Classic GI=GO Equation Holds True for Web Analytics
Aug 20, 2010 Statistics, Web Analytics
Garbage In = Garbage Out. People who spend their working hours analyzing numbers generally come to this realization. It is true for modeling, it is true for forecasting, and it is completely true when it comes to website analytics.
The chain of events looks something like this:
1. Someone visits a website integrated with a web analytics platform like Google Analytics, Webtrends or Omniture.
2. A web page visitor either navigates to a tracked page or performs a tracked action.
3. A script is executed in the browser, sending data to the analytics platform.

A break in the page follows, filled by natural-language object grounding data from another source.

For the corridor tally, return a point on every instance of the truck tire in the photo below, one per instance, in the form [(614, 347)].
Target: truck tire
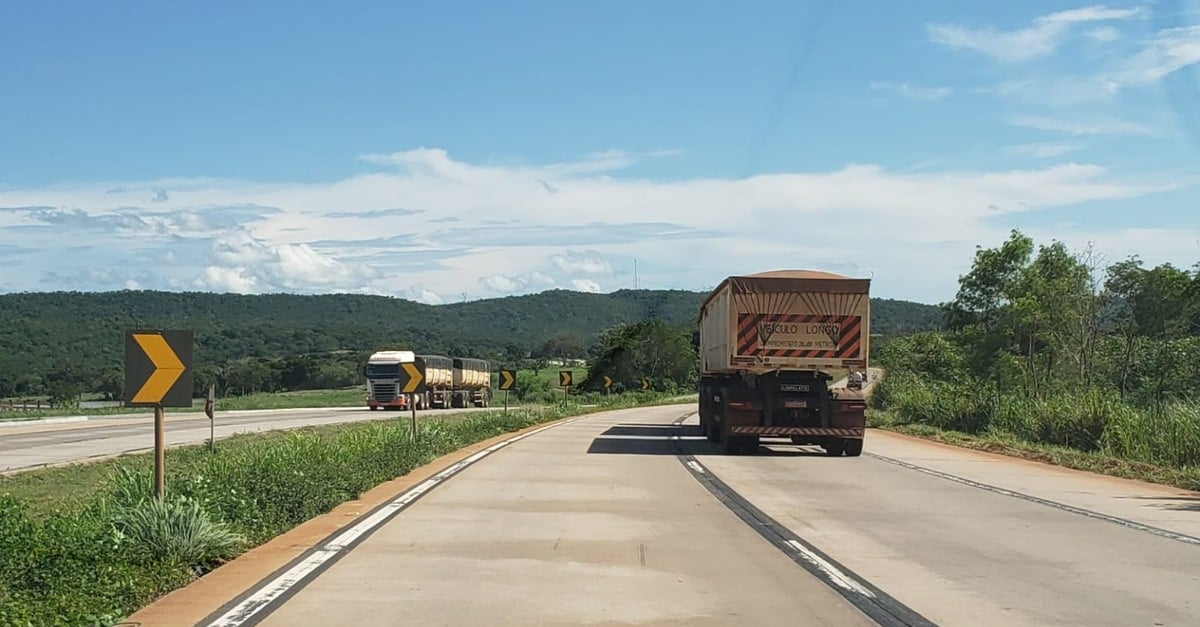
[(739, 445), (834, 447), (712, 431)]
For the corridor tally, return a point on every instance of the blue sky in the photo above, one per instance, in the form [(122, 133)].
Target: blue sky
[(437, 149)]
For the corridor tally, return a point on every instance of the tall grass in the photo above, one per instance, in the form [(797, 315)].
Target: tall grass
[(1090, 421)]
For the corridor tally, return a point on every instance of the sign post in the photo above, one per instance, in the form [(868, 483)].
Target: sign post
[(508, 378), (412, 382), (564, 381), (213, 424), (159, 374)]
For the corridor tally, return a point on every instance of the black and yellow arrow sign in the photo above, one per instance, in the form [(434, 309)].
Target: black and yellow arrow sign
[(157, 369), (412, 378)]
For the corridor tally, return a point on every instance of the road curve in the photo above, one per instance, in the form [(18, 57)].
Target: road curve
[(33, 446), (972, 538), (613, 518), (568, 529)]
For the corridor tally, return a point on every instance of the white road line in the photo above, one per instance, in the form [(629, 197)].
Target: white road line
[(834, 573), (297, 575)]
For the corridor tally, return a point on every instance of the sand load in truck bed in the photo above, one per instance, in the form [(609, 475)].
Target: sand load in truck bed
[(791, 320)]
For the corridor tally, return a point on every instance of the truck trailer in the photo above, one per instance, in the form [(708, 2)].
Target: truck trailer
[(771, 345), (438, 381), (472, 382)]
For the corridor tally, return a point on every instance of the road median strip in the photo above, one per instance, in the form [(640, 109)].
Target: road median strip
[(72, 555), (221, 587)]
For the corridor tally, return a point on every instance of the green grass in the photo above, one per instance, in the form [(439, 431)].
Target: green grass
[(83, 544), (1187, 478), (1089, 430)]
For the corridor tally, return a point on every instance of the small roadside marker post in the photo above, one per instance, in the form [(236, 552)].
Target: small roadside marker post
[(412, 404), (213, 422)]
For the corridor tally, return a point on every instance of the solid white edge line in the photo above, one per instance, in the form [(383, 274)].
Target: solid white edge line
[(835, 574), (298, 573)]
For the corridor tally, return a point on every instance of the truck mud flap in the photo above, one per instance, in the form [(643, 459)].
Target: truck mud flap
[(838, 431)]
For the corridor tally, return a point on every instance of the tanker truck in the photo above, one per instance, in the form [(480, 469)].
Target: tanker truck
[(438, 381), (472, 382), (383, 372), (384, 380), (771, 345)]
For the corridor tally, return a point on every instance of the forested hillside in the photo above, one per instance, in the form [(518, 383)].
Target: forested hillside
[(66, 342), (1047, 346)]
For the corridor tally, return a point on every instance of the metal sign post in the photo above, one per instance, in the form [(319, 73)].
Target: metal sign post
[(412, 402), (159, 374), (213, 423), (160, 452), (508, 378)]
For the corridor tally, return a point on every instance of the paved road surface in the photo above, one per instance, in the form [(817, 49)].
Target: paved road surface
[(33, 446), (599, 521), (545, 532)]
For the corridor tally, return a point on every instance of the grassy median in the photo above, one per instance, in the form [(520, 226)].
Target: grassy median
[(1083, 430), (88, 544)]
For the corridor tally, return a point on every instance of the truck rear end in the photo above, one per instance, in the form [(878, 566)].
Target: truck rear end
[(772, 345)]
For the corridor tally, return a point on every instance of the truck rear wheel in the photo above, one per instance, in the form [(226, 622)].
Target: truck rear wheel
[(739, 445)]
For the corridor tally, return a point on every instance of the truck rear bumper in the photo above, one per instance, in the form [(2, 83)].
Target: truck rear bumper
[(784, 431)]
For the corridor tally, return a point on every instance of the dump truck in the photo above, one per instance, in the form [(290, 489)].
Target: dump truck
[(472, 382), (771, 346)]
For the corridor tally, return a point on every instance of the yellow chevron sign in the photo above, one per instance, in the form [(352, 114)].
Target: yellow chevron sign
[(159, 369), (415, 382)]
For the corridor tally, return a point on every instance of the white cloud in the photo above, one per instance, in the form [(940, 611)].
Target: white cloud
[(1043, 150), (912, 91), (1090, 126), (244, 263), (1168, 52), (1103, 34), (586, 285), (1041, 39), (582, 262), (1057, 91), (915, 230)]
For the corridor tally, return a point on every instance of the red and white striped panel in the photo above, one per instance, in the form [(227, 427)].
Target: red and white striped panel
[(844, 431)]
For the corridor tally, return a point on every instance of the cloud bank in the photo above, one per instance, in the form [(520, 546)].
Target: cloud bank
[(423, 225)]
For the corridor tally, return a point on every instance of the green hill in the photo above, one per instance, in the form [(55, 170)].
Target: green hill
[(70, 338)]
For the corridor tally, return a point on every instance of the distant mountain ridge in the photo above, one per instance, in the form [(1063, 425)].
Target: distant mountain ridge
[(82, 332)]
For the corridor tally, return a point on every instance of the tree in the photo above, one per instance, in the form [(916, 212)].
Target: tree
[(651, 350)]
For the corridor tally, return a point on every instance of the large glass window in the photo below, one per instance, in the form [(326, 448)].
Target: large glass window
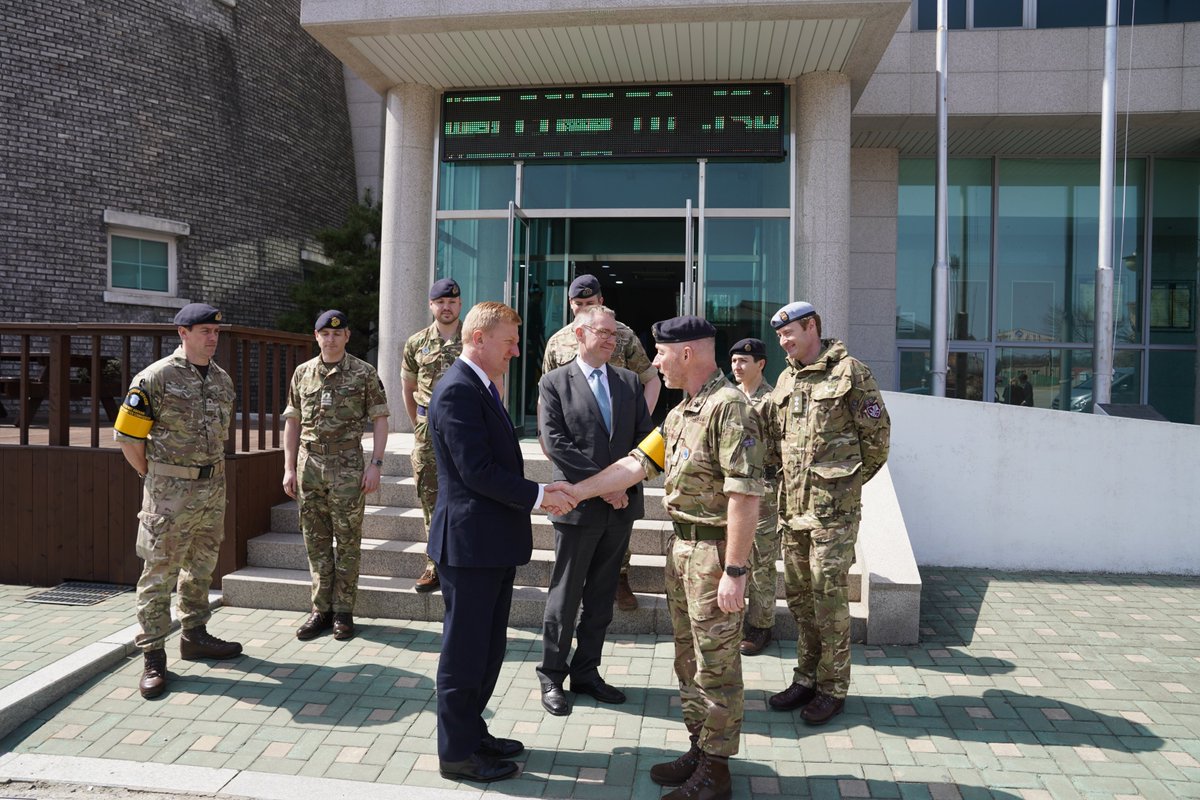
[(469, 187), (610, 186), (745, 275), (970, 247), (1047, 251)]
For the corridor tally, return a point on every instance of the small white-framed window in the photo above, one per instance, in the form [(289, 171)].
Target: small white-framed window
[(143, 259)]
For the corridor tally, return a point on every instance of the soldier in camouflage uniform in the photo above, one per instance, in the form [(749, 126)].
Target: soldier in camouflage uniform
[(429, 353), (330, 397), (712, 452), (829, 419), (562, 348), (172, 428), (748, 359)]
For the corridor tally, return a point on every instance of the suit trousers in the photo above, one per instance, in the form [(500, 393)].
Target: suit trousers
[(474, 637), (587, 564)]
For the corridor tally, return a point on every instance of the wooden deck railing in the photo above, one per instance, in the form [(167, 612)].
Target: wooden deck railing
[(95, 362)]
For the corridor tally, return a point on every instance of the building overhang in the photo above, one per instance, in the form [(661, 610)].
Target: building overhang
[(492, 43)]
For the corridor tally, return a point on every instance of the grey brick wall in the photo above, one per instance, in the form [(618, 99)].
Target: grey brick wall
[(232, 120)]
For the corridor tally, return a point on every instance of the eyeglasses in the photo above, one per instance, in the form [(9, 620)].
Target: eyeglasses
[(603, 332)]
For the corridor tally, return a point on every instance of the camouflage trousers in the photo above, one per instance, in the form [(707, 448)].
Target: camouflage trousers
[(763, 554), (816, 564), (707, 661), (180, 528), (425, 473), (331, 503)]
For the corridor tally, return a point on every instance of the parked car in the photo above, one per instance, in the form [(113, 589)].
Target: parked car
[(1125, 390)]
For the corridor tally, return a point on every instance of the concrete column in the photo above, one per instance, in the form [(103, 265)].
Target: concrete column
[(409, 133), (821, 114)]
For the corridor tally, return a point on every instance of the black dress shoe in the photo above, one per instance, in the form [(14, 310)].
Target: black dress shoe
[(600, 690), (478, 768), (496, 747), (553, 701)]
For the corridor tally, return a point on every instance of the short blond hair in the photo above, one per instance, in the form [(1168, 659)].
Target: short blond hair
[(486, 316), (592, 313)]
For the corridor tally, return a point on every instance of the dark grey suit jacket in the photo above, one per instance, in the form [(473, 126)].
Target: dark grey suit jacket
[(575, 438)]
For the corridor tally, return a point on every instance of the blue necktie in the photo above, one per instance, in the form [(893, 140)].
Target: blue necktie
[(499, 403), (601, 398)]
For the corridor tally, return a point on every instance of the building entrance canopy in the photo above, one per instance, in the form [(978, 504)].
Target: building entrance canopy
[(455, 43)]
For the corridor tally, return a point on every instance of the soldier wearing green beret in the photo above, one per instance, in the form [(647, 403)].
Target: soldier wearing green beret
[(330, 397), (712, 453), (429, 353), (833, 431), (172, 428), (748, 359)]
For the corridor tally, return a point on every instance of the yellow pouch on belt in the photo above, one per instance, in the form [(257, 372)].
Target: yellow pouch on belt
[(135, 419), (654, 447)]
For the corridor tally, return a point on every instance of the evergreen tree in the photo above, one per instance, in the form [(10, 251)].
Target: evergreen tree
[(349, 282)]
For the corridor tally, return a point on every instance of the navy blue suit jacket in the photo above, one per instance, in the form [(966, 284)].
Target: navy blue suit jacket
[(481, 518)]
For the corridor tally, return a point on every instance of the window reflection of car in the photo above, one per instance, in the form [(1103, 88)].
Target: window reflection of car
[(1125, 390)]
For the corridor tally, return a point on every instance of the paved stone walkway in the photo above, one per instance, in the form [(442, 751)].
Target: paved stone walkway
[(1026, 686)]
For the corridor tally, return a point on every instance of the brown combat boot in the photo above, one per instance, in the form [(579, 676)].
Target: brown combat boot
[(678, 771), (711, 781), (756, 639), (154, 674), (343, 625), (627, 600), (196, 643)]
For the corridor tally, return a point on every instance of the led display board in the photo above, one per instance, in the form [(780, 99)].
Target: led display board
[(664, 121)]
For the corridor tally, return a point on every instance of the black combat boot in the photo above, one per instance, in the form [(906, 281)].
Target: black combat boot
[(711, 781), (154, 674), (196, 643), (678, 771)]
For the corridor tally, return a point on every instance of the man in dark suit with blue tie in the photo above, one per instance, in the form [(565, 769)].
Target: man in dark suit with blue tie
[(591, 414), (478, 536)]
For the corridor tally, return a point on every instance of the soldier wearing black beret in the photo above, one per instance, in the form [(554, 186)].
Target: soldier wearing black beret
[(175, 441)]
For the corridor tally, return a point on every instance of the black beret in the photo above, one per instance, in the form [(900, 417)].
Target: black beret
[(683, 329), (197, 313), (586, 286), (792, 312), (750, 347), (444, 288), (331, 318)]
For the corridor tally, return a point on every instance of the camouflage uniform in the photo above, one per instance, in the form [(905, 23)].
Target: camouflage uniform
[(713, 447), (330, 402), (426, 359), (761, 583), (181, 522), (629, 354), (833, 429)]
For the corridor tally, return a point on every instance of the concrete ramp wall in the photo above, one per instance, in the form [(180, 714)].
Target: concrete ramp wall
[(996, 486)]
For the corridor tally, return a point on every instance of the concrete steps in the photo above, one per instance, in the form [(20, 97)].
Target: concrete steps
[(394, 555)]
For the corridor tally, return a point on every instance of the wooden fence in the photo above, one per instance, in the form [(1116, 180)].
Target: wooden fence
[(71, 511)]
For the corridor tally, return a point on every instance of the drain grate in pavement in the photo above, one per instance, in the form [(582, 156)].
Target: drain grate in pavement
[(75, 593)]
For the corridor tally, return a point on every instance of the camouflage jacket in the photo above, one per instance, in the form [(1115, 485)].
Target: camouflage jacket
[(191, 413), (833, 432), (562, 348), (426, 359), (713, 449), (331, 401)]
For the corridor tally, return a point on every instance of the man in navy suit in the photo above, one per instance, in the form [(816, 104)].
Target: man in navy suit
[(591, 415), (478, 536)]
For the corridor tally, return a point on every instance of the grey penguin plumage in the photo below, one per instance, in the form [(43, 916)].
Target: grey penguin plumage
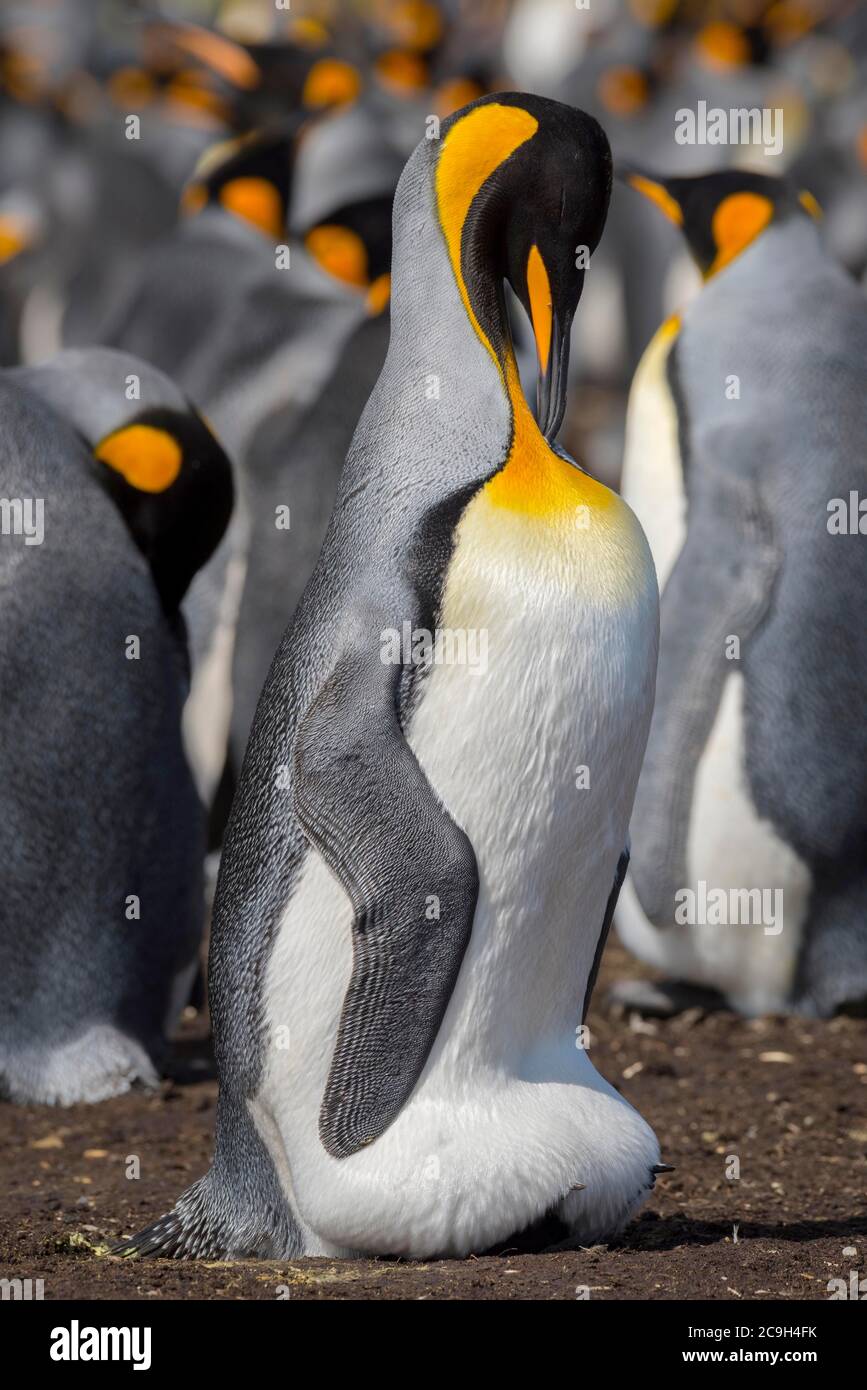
[(411, 900), (102, 833), (250, 323), (746, 420)]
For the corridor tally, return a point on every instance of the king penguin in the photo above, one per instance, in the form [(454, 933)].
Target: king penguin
[(413, 893), (110, 506), (746, 420)]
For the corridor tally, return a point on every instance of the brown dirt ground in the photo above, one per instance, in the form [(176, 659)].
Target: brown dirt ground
[(788, 1097)]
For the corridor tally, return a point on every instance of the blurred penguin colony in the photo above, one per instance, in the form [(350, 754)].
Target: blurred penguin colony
[(196, 216)]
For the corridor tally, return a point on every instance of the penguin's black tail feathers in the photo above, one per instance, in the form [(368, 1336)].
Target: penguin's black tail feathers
[(216, 1221), (186, 1232)]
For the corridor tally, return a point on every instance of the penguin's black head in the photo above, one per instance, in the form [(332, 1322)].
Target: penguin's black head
[(523, 188), (172, 484), (723, 213)]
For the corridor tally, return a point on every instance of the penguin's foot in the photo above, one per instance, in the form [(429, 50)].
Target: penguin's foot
[(99, 1064), (664, 998), (592, 1216)]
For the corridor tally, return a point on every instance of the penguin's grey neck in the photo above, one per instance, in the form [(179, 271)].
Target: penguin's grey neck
[(427, 305), (99, 389)]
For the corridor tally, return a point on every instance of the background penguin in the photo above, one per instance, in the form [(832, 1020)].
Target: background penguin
[(746, 419), (413, 894), (246, 338), (102, 836)]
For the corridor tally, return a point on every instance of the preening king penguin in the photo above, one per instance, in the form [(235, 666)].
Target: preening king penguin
[(110, 506), (745, 435), (413, 893)]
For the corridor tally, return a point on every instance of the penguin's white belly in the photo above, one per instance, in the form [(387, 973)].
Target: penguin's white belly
[(509, 1112), (730, 848)]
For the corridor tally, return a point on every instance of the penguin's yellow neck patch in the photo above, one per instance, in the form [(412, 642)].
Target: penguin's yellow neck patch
[(534, 478), (256, 202), (149, 459), (735, 224), (541, 305)]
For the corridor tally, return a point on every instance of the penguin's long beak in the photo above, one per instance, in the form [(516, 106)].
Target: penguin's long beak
[(552, 335)]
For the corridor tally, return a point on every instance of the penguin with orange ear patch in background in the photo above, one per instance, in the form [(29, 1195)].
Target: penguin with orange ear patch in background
[(250, 319), (110, 505), (745, 444)]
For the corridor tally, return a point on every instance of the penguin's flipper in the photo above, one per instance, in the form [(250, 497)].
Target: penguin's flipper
[(620, 873), (410, 873)]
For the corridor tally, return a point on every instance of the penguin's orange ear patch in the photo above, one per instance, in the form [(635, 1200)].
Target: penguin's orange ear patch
[(657, 195), (737, 223), (14, 238), (341, 252), (149, 459), (378, 295), (257, 202), (331, 82)]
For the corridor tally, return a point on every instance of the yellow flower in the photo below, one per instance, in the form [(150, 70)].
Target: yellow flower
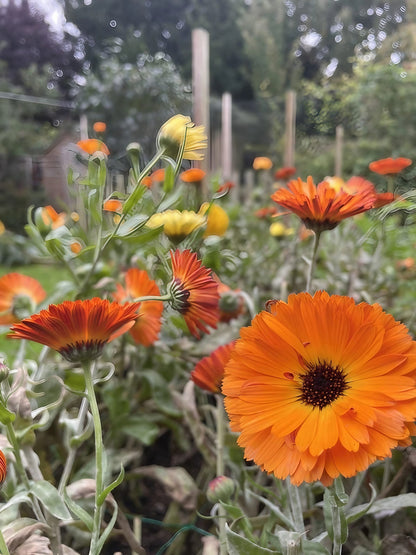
[(277, 229), (217, 219), (177, 225), (262, 163), (175, 131)]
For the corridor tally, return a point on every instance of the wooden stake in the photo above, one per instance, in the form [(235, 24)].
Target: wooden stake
[(290, 128)]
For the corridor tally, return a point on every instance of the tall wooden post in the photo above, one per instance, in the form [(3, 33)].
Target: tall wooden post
[(226, 137), (290, 128), (200, 86), (339, 143)]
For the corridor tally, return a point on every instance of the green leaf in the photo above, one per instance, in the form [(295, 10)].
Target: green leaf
[(6, 417), (79, 512), (237, 545), (110, 487), (131, 225), (48, 495)]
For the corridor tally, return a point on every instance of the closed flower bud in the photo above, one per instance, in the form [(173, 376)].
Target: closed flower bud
[(220, 488)]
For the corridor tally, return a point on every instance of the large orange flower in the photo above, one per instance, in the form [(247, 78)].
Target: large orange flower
[(389, 166), (78, 330), (321, 387), (209, 371), (194, 292), (138, 284), (19, 296), (323, 207)]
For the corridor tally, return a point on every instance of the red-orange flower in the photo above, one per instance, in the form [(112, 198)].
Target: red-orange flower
[(99, 127), (90, 146), (194, 292), (19, 296), (285, 172), (3, 467), (322, 207), (209, 371), (138, 284), (320, 387), (389, 166), (78, 330), (193, 175)]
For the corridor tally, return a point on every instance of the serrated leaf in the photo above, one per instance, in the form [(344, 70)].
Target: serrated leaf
[(236, 545), (50, 498), (79, 512), (131, 225)]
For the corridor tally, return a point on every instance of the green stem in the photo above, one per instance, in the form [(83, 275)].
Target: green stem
[(99, 458), (3, 546), (220, 470), (312, 265), (21, 473), (296, 507)]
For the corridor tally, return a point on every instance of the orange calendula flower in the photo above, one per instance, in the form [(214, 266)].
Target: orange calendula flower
[(323, 207), (389, 166), (180, 131), (194, 292), (262, 163), (193, 175), (99, 127), (3, 467), (113, 205), (90, 146), (78, 330), (138, 284), (321, 387), (209, 371), (19, 296), (285, 172)]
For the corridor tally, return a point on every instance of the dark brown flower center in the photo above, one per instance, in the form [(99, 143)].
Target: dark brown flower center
[(180, 296), (322, 383)]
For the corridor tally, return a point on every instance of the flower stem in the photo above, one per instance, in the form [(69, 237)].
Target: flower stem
[(312, 265), (3, 546), (220, 470), (99, 458)]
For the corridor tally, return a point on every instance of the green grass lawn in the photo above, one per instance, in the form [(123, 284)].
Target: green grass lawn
[(48, 276)]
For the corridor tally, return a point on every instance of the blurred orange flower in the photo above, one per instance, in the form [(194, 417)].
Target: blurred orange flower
[(193, 175), (262, 163), (90, 146), (19, 297), (138, 284), (78, 330), (99, 127), (389, 166), (319, 387), (209, 371), (194, 292), (321, 207)]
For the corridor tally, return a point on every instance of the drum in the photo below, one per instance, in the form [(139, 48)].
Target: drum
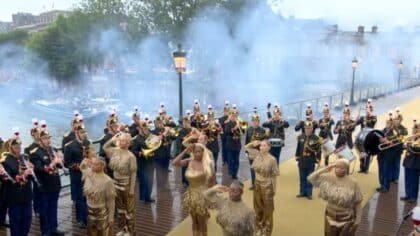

4. The data is added to the datastore.
5. The data is summarized and analyzed.
Problems arise when you assume that steps 1 through 4 are happening correctly, and you move right on to looking at reports and data that come out of the process. Oddly, most site developers I have met who are instrumenting a site for web analytics consider their job done and successful if tags fire when they are expected to. They don’t look at the data as it is passed with the tags and they don’t look and see what made it into the web analytics platform’s datastore. Anything you don’t check in software development is frequently going to be wrong. If your data is wrong, then all your analysis of it will be just as wrong as the data. Again, there’s the classic equation describing this relationship:
Garbage In = Garbage Out
How do you prevent your data from being garbage? QA and debug the data, that’s how.
Before you use information coming from a web analytics solution, you should (or someone should) do these two tests:
1. Web Analytics Data Test Number One: Is the data being passed correctly?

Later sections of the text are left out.